Até aí tudo beleza, você tem juízos sobre si próprio (os mínimos, pelo menos). Mas já reparou que na realidade esses juízos têm pouco ou nenhum valor? Sim. Ninguém olha para você e faz juízos a partir do que você pensa sobre si. Cada um que olha para você e desenvolve ideias próprias sobre quem é você. Para exemplificar: EU me considero um cara tímido (principalmente, com as garotas), mas para alguns amigos a minha imagem é a de um cara bem falante e palhaço, já para outras pessoas eu sou um cara que fala pouco por ser muito sério; outro exemplo, EU me considero uma pessoa que não gosta de se gabar em nada, mas para outras pessoas eu sou soberbo. EU não me considero um cara bonito (nem vem com esse papo de " se você não se achar, ninguém vai te achar"), já para algumas pessoas eu sou bonito (sim, hahaha, incrível não?). Para algumas pessoas, eu sou um gênio, mas EU acredito que não passo de um cara que tenta se dedicar nos estudos, sem nenhuma genialidade, longe disso...

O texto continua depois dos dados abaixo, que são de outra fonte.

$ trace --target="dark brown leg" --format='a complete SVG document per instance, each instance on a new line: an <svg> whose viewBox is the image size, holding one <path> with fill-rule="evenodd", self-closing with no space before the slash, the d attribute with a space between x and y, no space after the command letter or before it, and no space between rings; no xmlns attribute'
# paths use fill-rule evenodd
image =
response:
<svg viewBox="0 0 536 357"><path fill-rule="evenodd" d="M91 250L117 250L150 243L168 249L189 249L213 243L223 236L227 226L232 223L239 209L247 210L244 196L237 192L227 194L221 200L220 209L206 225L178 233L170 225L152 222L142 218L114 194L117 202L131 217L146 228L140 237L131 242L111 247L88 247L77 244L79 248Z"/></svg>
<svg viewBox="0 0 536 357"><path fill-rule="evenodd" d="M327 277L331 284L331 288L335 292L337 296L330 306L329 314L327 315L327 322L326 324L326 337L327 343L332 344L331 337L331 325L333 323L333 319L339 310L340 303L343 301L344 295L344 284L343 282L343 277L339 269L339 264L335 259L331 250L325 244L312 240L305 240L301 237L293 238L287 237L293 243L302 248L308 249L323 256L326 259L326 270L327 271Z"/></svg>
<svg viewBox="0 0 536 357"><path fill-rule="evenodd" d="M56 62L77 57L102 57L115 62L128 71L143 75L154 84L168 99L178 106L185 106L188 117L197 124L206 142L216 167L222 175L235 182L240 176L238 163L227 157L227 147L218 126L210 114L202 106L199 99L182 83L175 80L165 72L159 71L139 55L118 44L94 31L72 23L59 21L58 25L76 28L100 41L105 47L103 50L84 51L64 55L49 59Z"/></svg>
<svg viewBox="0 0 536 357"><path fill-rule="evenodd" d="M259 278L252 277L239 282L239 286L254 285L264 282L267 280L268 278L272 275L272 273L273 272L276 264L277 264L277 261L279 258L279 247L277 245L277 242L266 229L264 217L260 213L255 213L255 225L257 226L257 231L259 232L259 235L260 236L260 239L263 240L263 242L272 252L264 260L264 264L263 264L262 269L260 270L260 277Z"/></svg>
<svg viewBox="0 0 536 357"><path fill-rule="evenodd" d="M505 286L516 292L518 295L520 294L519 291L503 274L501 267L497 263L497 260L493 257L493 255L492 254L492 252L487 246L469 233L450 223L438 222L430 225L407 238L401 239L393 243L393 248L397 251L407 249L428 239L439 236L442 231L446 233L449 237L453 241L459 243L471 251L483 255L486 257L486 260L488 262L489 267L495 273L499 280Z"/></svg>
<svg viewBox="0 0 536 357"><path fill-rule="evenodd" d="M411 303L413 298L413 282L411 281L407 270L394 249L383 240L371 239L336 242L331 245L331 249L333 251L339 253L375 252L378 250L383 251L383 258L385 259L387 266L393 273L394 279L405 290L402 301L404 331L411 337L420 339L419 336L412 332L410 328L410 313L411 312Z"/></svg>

Entendeu a lógica? Você pode pensar o que quiser sobre si, mas isso não influirá no julgamento alheio sobre você. Trocando em miúdos, você não é o que você pensa que é, mas o que os outros dizem que é. Você não EXISTE sozinho, você só EXISTE em sociedade. É necessário que alguém diga que você existe, não basta somente você achar. Já pensou se as pessoas olhassem para você e jurassem que é um fantasma (mesmo você não sendo)? Não ia adiantar, você não ia existir, mesmo que você tivesse certeza que você fosse humano. Então, não adianta vir com esse discurso de que eu não ligo para o que acham de mim, pois é exatamente isso que é você, o que os outros dizem que você é. Por exemplo, ninguém te contrata pelo que você diz que é, mas pela imagem que você passa sobre você ao avaliador, é o julgamento dele que vale, não o seu. Por isso você pode ser muitas coisas para diferentes pessoas (aquele papo de vilão para uns e heroi para outros). Não adianta, você precisa convencer as outras pessoas de que você é de fato aquilo que você pensa que é, se não convencê-las no seu agir cotidiano você corre o risco de ser visto de modo totalmente oposto ao que você acha sobre si, e isso é desconfortável, desanimador, permite aos outros nutrir pré-conceitos sobre você. Se preocupe com a imagem que passa de si, odeio dizer isso, mas esse é você para o mundo...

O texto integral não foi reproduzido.